Within the dataset of host-target pairs we identified many examples of overlapping host-target pairs that further support the presence of widespread priming in type I systems and priming-like spacer acquisition patterns in type II hosts. For instance, we observed closely-related host species possessing different spacers targeting the same phage (Figure 5). In many of these cases we observed clustering of spacers/protospacers within, but not between, prokaryotes that match the same target genome. For example, the protospacers corresponding to the Corynebacterium type I-E strains form clusters at different locations along the Corynebacterium jeikeium prophage (Figure 5). These patterns are indicative of primed CRISPR adaptation. In other cases, we observed clustering between related hosts in the same region of the target genome, e.g. the Acinetobacter type I-F hosts targeting the Acinetobacter calcoaceticus prophage (Figure 5). This might be an example of a naïve hotspot, which is followed by primed acquisition of subsequent spacers. There were also examples of related hosts that possess different types of CRISPR-Cas system targeting the same phage, e.g. the Bifidobacterium hosts with type I-C, I-E or II-A systems (Figure 5), which shows that diverse CRISPR-Cas systems can be effective in defence against the same targets.

Figure 5.

Figure 5.

Protospacer clustering on shared target genomes reveals primed CRISPR adaptation. Protospacer clustering for sets of closely-related host species targeting the same phages or prophages. Note that protospacers toward either end of the displayed linear phage genome are considered clustered because most phage genomes undergo circularised states during replication. The IMG/VR accessions represent viral contigs assembled from metagenomic data [59]. In some cases the displayed host species are representative of several related hosts that possess the same spacer sets matching the specified phage. Examples of single hosts with spacers matching multiple targets are provided in Fig. S5.

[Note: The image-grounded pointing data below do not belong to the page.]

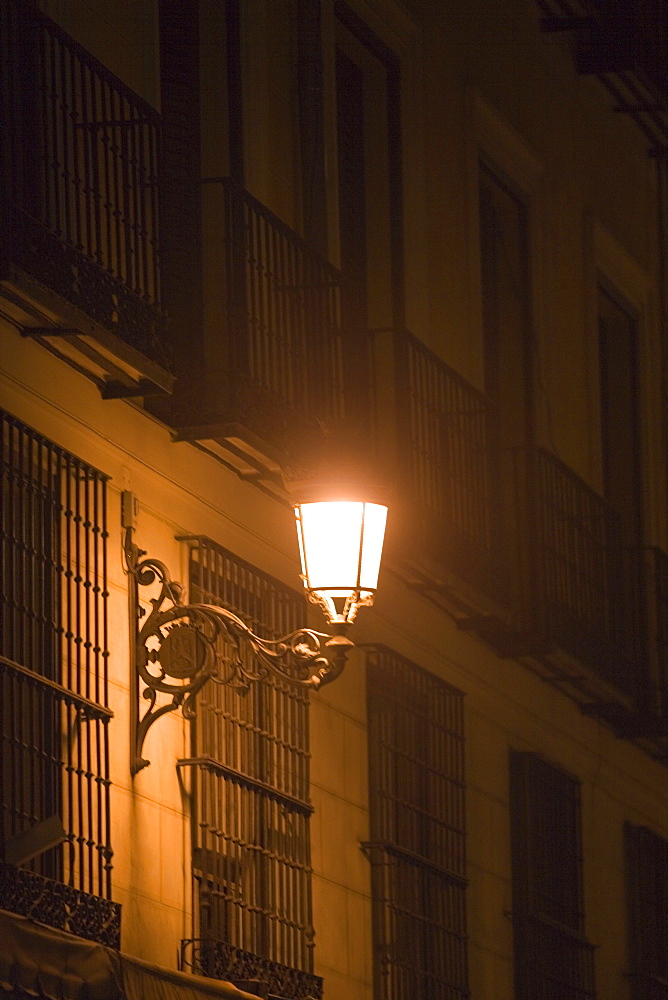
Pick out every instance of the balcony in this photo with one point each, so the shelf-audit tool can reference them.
(249, 972)
(515, 546)
(79, 267)
(623, 43)
(275, 370)
(442, 426)
(579, 567)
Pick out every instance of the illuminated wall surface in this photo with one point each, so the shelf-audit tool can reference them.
(253, 242)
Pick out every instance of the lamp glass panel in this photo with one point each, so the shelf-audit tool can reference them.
(375, 516)
(331, 534)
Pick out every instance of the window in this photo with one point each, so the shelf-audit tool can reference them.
(553, 959)
(506, 305)
(417, 848)
(368, 138)
(620, 446)
(647, 866)
(53, 667)
(251, 811)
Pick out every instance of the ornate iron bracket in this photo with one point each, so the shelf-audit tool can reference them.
(176, 648)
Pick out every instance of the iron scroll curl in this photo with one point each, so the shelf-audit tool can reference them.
(180, 646)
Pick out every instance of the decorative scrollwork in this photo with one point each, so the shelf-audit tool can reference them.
(220, 960)
(61, 906)
(180, 647)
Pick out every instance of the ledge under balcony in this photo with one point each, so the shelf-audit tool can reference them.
(79, 267)
(278, 370)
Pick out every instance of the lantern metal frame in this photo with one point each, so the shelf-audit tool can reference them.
(175, 646)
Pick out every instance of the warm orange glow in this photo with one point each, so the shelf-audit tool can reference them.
(340, 543)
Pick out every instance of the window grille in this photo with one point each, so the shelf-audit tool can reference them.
(53, 661)
(417, 848)
(553, 959)
(647, 869)
(251, 811)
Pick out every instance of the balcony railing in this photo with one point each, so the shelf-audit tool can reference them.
(219, 960)
(279, 366)
(578, 570)
(55, 805)
(659, 615)
(443, 437)
(79, 185)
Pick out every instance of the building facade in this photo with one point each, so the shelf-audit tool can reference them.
(247, 242)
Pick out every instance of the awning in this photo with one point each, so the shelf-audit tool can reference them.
(38, 961)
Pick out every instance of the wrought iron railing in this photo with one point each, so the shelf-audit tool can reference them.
(444, 445)
(223, 961)
(579, 568)
(285, 355)
(250, 780)
(79, 179)
(553, 957)
(417, 826)
(54, 767)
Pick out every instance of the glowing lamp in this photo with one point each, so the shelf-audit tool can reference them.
(340, 543)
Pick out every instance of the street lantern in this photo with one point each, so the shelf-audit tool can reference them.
(178, 647)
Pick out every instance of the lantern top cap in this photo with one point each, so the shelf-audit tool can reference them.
(330, 490)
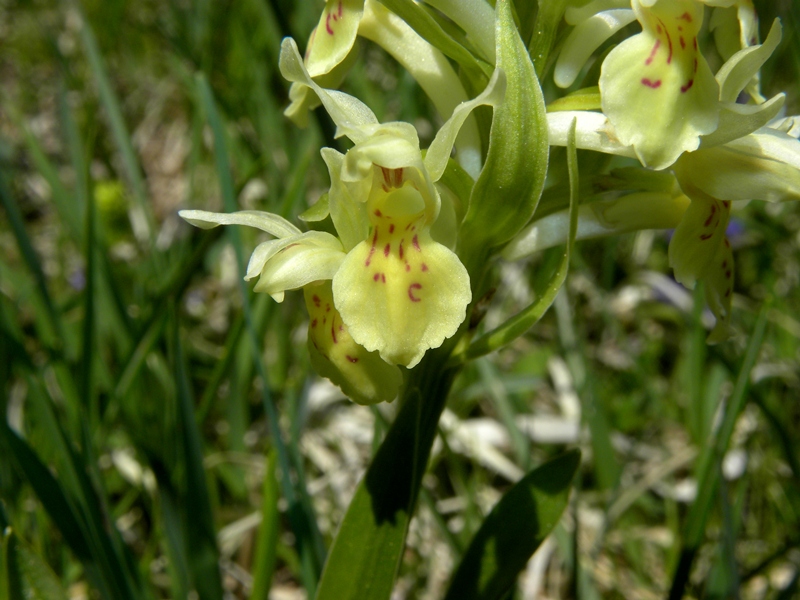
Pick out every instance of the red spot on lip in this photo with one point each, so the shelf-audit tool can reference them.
(372, 248)
(711, 216)
(653, 51)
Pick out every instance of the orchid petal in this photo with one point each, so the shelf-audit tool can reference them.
(726, 172)
(740, 69)
(299, 264)
(334, 36)
(739, 120)
(266, 250)
(349, 113)
(587, 37)
(575, 14)
(430, 68)
(593, 132)
(400, 292)
(698, 237)
(439, 151)
(656, 87)
(349, 217)
(363, 376)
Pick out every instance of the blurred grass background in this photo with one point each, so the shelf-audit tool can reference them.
(161, 419)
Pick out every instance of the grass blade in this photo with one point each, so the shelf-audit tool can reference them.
(708, 478)
(366, 552)
(264, 563)
(48, 489)
(201, 540)
(24, 575)
(142, 219)
(517, 525)
(309, 540)
(32, 260)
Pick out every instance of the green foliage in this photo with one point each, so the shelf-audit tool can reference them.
(512, 532)
(155, 411)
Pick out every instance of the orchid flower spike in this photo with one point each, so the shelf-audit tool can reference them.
(382, 291)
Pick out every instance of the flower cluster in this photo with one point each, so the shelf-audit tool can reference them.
(661, 103)
(384, 289)
(389, 285)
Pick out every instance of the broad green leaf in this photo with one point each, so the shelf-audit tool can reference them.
(23, 573)
(517, 525)
(508, 188)
(366, 553)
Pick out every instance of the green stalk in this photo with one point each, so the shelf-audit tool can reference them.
(366, 553)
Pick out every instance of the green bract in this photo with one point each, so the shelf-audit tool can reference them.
(508, 188)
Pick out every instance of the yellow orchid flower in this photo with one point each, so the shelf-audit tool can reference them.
(762, 165)
(656, 87)
(384, 291)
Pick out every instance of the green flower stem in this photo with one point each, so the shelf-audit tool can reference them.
(366, 553)
(524, 320)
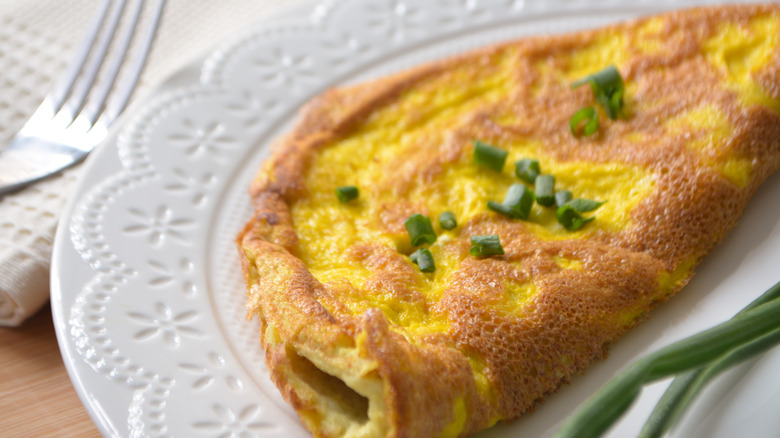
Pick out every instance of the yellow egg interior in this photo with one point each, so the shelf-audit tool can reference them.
(387, 144)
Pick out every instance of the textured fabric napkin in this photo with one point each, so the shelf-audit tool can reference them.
(37, 38)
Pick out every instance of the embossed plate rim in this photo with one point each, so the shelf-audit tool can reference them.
(110, 175)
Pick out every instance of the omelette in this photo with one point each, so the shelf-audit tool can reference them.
(435, 251)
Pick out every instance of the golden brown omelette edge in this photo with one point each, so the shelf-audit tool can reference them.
(389, 386)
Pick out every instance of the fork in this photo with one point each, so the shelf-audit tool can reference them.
(76, 114)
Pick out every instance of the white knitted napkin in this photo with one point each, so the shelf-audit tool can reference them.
(37, 38)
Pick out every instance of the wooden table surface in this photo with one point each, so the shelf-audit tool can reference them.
(36, 396)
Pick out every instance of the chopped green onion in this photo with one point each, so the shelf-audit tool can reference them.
(420, 229)
(608, 89)
(486, 245)
(545, 190)
(562, 197)
(489, 156)
(585, 205)
(517, 203)
(447, 220)
(570, 218)
(347, 193)
(591, 118)
(424, 259)
(527, 170)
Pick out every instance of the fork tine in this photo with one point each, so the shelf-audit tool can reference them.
(96, 103)
(78, 96)
(64, 85)
(121, 96)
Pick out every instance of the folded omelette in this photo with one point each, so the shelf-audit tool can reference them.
(362, 342)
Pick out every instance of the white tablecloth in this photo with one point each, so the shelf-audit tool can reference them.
(37, 38)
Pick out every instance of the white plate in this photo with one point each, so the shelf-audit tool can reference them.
(146, 289)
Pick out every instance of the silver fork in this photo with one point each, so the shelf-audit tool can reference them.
(76, 114)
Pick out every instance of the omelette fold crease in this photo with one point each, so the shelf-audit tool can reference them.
(363, 344)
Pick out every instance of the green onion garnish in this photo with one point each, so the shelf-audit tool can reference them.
(486, 245)
(562, 197)
(347, 193)
(420, 229)
(585, 205)
(424, 259)
(447, 220)
(489, 156)
(591, 118)
(527, 170)
(703, 349)
(608, 89)
(545, 190)
(517, 203)
(570, 218)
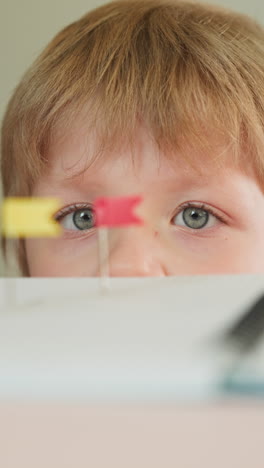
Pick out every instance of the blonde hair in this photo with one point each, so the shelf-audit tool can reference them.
(178, 66)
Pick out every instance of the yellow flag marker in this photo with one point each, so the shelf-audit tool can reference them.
(30, 217)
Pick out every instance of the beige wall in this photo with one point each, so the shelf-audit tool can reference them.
(27, 25)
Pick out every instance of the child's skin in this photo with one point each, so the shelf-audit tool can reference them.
(230, 241)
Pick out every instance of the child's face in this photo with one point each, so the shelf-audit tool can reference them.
(194, 224)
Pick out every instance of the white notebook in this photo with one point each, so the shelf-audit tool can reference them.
(143, 340)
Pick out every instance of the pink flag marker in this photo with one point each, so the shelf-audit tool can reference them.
(114, 212)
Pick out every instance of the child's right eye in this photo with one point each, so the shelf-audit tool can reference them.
(72, 218)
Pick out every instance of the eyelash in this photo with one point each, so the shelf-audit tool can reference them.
(201, 206)
(70, 209)
(79, 206)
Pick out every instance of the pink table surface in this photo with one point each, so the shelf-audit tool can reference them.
(224, 435)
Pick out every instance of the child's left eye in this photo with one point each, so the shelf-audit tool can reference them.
(195, 217)
(80, 219)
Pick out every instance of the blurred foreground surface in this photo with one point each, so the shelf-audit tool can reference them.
(113, 379)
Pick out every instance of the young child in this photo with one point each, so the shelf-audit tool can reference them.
(163, 99)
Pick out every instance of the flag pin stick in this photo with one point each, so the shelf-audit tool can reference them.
(112, 212)
(103, 245)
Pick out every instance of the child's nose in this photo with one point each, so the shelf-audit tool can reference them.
(135, 252)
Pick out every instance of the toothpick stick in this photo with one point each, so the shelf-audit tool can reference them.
(104, 258)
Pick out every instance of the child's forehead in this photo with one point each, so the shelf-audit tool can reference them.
(78, 148)
(73, 164)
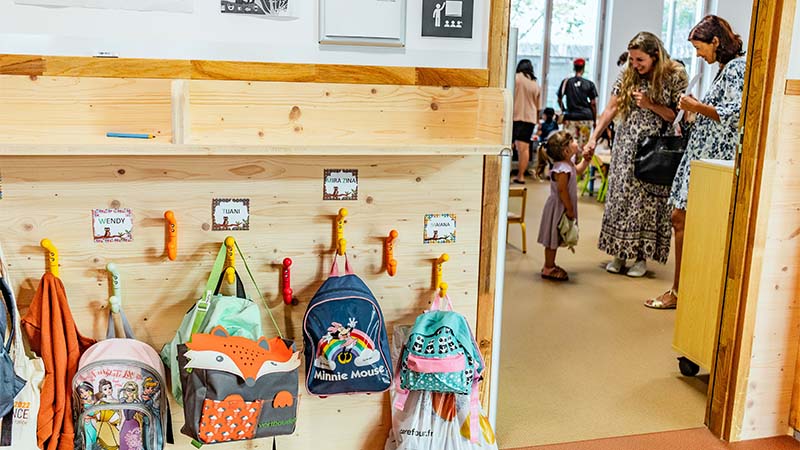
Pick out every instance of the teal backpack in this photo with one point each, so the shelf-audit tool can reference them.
(441, 355)
(239, 315)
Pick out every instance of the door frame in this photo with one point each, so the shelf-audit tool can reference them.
(767, 63)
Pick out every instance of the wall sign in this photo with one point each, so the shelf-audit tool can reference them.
(439, 229)
(340, 184)
(270, 8)
(447, 18)
(112, 225)
(230, 214)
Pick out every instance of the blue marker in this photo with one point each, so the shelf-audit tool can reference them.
(131, 135)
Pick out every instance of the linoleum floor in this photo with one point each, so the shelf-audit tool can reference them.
(584, 359)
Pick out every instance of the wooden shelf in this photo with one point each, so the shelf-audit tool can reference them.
(158, 149)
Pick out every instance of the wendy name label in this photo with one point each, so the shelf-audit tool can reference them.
(112, 225)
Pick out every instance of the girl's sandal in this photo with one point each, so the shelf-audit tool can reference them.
(663, 301)
(555, 274)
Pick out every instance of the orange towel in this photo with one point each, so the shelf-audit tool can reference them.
(53, 335)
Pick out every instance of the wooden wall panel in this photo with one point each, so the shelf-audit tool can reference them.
(53, 197)
(58, 110)
(238, 112)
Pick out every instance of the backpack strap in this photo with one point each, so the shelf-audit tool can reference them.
(437, 303)
(348, 270)
(204, 303)
(260, 295)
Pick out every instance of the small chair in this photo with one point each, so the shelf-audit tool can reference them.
(519, 218)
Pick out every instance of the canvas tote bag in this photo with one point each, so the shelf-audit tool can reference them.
(31, 369)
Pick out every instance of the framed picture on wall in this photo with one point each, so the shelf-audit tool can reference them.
(363, 22)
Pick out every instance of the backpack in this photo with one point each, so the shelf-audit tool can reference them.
(237, 389)
(118, 395)
(237, 314)
(346, 345)
(441, 355)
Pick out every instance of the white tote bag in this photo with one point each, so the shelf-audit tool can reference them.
(432, 421)
(26, 403)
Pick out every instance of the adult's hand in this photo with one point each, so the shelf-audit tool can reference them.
(689, 103)
(642, 100)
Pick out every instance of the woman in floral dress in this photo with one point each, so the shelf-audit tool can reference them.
(636, 223)
(714, 135)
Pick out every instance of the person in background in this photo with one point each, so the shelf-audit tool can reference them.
(580, 115)
(546, 127)
(527, 98)
(563, 199)
(714, 134)
(636, 222)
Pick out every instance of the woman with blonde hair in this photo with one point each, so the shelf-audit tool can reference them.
(636, 223)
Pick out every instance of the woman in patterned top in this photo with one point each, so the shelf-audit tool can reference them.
(714, 135)
(636, 223)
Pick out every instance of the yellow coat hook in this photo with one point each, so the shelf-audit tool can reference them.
(441, 285)
(341, 242)
(230, 260)
(52, 257)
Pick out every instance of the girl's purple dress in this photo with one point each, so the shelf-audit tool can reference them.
(553, 208)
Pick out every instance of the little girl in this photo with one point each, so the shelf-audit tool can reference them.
(561, 149)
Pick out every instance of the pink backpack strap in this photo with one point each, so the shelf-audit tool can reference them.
(335, 267)
(474, 413)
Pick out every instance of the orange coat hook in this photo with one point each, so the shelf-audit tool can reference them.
(391, 263)
(172, 235)
(341, 242)
(52, 256)
(441, 285)
(230, 259)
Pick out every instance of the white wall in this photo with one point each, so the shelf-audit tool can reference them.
(207, 34)
(794, 61)
(625, 18)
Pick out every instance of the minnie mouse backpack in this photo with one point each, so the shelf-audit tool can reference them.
(346, 345)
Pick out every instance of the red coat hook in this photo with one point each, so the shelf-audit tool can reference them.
(287, 283)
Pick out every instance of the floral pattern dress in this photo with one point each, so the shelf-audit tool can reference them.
(636, 222)
(711, 139)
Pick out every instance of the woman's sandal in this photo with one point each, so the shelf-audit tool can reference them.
(555, 274)
(660, 302)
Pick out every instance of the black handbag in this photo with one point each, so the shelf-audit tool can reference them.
(658, 157)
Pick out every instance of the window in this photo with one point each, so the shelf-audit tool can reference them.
(680, 16)
(570, 33)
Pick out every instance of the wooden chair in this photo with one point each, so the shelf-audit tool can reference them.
(519, 218)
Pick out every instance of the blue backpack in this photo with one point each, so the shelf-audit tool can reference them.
(346, 345)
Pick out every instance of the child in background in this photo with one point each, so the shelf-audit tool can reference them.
(549, 125)
(563, 200)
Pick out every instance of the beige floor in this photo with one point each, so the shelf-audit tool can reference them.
(584, 359)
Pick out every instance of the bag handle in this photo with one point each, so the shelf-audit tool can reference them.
(441, 304)
(348, 270)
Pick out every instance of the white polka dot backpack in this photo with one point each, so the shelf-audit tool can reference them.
(441, 355)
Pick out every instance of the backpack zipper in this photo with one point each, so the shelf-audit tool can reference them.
(119, 407)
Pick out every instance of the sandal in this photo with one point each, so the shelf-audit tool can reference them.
(555, 274)
(660, 302)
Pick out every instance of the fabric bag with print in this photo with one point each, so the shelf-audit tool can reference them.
(18, 429)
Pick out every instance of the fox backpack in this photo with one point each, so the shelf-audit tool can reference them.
(346, 346)
(238, 314)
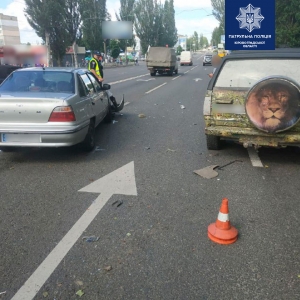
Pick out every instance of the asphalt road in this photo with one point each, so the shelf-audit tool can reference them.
(156, 242)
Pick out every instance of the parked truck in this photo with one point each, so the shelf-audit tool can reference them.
(186, 58)
(162, 60)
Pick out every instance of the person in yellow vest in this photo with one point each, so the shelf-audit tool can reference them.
(94, 65)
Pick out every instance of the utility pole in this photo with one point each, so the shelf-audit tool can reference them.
(47, 40)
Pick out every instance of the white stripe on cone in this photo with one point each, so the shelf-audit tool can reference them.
(223, 217)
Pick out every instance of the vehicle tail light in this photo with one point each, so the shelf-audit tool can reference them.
(62, 114)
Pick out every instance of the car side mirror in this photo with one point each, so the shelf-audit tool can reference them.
(106, 86)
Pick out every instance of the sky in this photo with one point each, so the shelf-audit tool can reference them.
(190, 16)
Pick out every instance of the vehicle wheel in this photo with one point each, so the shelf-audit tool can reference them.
(89, 142)
(213, 142)
(110, 115)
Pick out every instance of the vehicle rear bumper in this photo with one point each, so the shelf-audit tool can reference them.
(252, 136)
(43, 138)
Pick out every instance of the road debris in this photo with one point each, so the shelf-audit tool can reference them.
(45, 294)
(90, 239)
(108, 268)
(80, 293)
(118, 203)
(232, 162)
(207, 172)
(79, 282)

For type II-C systems we observed some cases of protospacer clustering, within but not between, related bacteria, which supports priming in these hosts (Figure 5). The examples presented are representative of different patterns with multiple prokaryotes targeting the same phage or archaeal virus with different spacer sets. However, in our dataset most phages were targeted by only single hosts (Fig. S4). Differences in target genome injection (e.g. cos-type vs circularly permuted genomes) may also result in some host-target pairs displaying evidence of naïve hotspots [20], whereas other host-target pairs might reveal priming-like adaptation. We also identified examples of single hosts with spacers matching multiple targets that often formed clusters (Fig. S5). Overall, these analyses of individual host-target pairs support the widespread occurrence of priming in type I CRISPR-Cas systems and also the presence of a priming-like pathway in at least some type II systems.

Discussion

Despite the evidence of primed CRISPR adaptation in select type I systems and model organisms in laboratory experiments, it was unknown whether priming was more widespread in other prokaryotes and for other CRISPR-Cas types. In this study, we used a bioinformatic approach to generate and analyse a large dataset of host-target spacer-protospacer pairs to address this question. We found that for type I-B, I-C, I-E, I-F, II-A and II-C systems, spacers are not randomly acquired from target genomes. Instead, their locations are often influenced by older spacers present in the same host. The involvement of these pre-existing spacers and targeting by the Cas-crRNA complex is a hallmark of primed, rather than naïve adaptation.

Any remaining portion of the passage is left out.